L’Afrique du Sud prépare un nouveau tour de vis réglementaire sur les cryptos. Le Trésor national et la Banque de réserve sud-africaine (SARB) proposent que les transferts de crypto-actifs vers l’étranger passent par des prestataires autorisés et soient déclarés au Département de surveillance financière de la banque centrale. Le projet place ainsi les flux crypto transfrontaliers au cœur du dispositif de contrôle financier du pays.
Pretoria veut tracer davantage les flux crypto transfrontaliers
Le projet de réglementation présenté par le Trésor national et la SARB cible directement l’envoi de cryptomonnaies hors d’Afrique du Sud.

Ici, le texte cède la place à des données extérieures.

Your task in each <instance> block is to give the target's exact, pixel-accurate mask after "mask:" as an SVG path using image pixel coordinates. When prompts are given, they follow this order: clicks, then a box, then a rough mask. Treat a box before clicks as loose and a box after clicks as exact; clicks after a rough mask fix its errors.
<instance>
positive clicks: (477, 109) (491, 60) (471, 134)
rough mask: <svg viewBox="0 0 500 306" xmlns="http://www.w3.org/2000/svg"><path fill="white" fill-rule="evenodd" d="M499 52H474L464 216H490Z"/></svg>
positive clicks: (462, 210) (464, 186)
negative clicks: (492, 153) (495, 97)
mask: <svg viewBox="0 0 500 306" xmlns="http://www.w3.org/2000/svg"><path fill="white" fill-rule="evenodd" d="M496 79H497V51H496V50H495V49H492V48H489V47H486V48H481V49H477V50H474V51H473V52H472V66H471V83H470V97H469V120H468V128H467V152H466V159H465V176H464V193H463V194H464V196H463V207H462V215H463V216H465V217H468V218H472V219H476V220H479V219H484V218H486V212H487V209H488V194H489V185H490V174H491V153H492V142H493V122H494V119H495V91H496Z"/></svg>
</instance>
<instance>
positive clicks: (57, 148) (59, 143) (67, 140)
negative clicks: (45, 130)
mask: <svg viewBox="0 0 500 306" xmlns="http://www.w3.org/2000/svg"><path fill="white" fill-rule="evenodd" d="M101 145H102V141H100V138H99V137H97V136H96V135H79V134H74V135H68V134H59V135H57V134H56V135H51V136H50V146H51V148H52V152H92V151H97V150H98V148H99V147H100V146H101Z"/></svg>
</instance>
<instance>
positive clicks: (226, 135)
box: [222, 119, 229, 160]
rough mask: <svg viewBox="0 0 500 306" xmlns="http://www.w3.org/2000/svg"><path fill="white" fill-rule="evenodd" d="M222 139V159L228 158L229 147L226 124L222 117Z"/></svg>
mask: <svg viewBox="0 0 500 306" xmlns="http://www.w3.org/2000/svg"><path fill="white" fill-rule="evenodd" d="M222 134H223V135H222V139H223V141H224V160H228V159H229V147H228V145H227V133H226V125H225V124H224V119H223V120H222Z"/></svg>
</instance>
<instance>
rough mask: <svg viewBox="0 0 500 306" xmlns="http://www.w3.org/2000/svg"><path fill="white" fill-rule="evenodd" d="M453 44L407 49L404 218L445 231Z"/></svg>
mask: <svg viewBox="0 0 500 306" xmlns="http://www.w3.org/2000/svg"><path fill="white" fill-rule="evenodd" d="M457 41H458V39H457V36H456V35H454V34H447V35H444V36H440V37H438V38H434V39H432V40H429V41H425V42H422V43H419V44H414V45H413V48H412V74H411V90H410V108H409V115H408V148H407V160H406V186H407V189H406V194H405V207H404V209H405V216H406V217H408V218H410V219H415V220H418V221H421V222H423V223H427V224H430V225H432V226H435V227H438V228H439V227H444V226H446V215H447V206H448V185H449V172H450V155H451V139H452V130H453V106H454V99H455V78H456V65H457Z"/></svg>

Si les mesures proposées entrent en vigueur, ces opérations devront être réalisées par l’intermédiaire d’un prestataire autorisé. Les transactions concernées devront également être signalées à la Financial Surveillance Department (FinSurv) de la banque centrale.
Pour les autorités, l’objectif consiste notamment à empêcher que les crypto-actifs permettent de contourner les mécanismes appliqués aux autres mouvements financiers internationaux.
Le Trésor et la SARB expliquent que les mesures doivent « minimiser le risque d’arbitrage réglementaire » entre les entités réglementées effectuant des opérations transfrontalières.
Le projet doit également renforcer la capacité de FinSurv à « détecter, dissuader et perturber les flux financiers illicites ».
Cette approche rapproche donc les transferts internationaux de crypto-actifs des mécanismes de surveillance déjà appliqués aux mouvements financiers réglementés.
Le texte ne prévoit pourtant pas de reconnaître les cryptomonnaies comme monnaie légale en Afrique du Sud. Les règles proposées ne créent pas non plus de distinction entre les différents actifs numériques concernés.
La réglementation crypto sud-africaine se resserre progressivement
Cette proposition s’inscrit dans une séquence réglementaire plus large engagée par Pretoria.
En avril, le Trésor national avait déjà publié des projets de réglementation prévoyant notamment des obligations déclaratives pour les détenteurs de crypto-actifs dépassant certains seuils. Ces propositions prévoyaient aussi la remise des clés privées aux agents chargés de l’application de la loi lorsqu’une demande était formulée dans les conditions prévues.
Le nouveau projet ajoute désormais une dimension transfrontalière à cette évolution réglementaire.
L’enjeu porte notamment sur la capacité des autorités à éviter qu’une différence de traitement entre les circuits financiers traditionnels et les crypto-actifs crée des possibilités d’arbitrage.
Pour les plateformes et autres intermédiaires, le recours obligatoire à des prestataires autorisés pourrait renforcer leur rôle dans les transferts internationaux. Les opérations ne reposeraient plus uniquement sur la capacité technique d’envoyer des actifs numériques d’un wallet vers un autre : elles seraient intégrées à un processus de déclaration auprès de FinSurv.
Le dispositif reste au stade de projet. Le Trésor national et la Banque de réserve ont ouvert une période de consultation et invitent les parties intéressées à transmettre leurs observations jusqu’au 30 septembre.
Cette échéance constitue désormais le prochain rendez-vous réglementaire. Elle permettra aux acteurs du secteur de se prononcer sur un cadre qui, s’il est adopté, modifierait les conditions dans lesquelles les utilisateurs sud-africains peuvent transférer leurs crypto-actifs au-delà des frontières.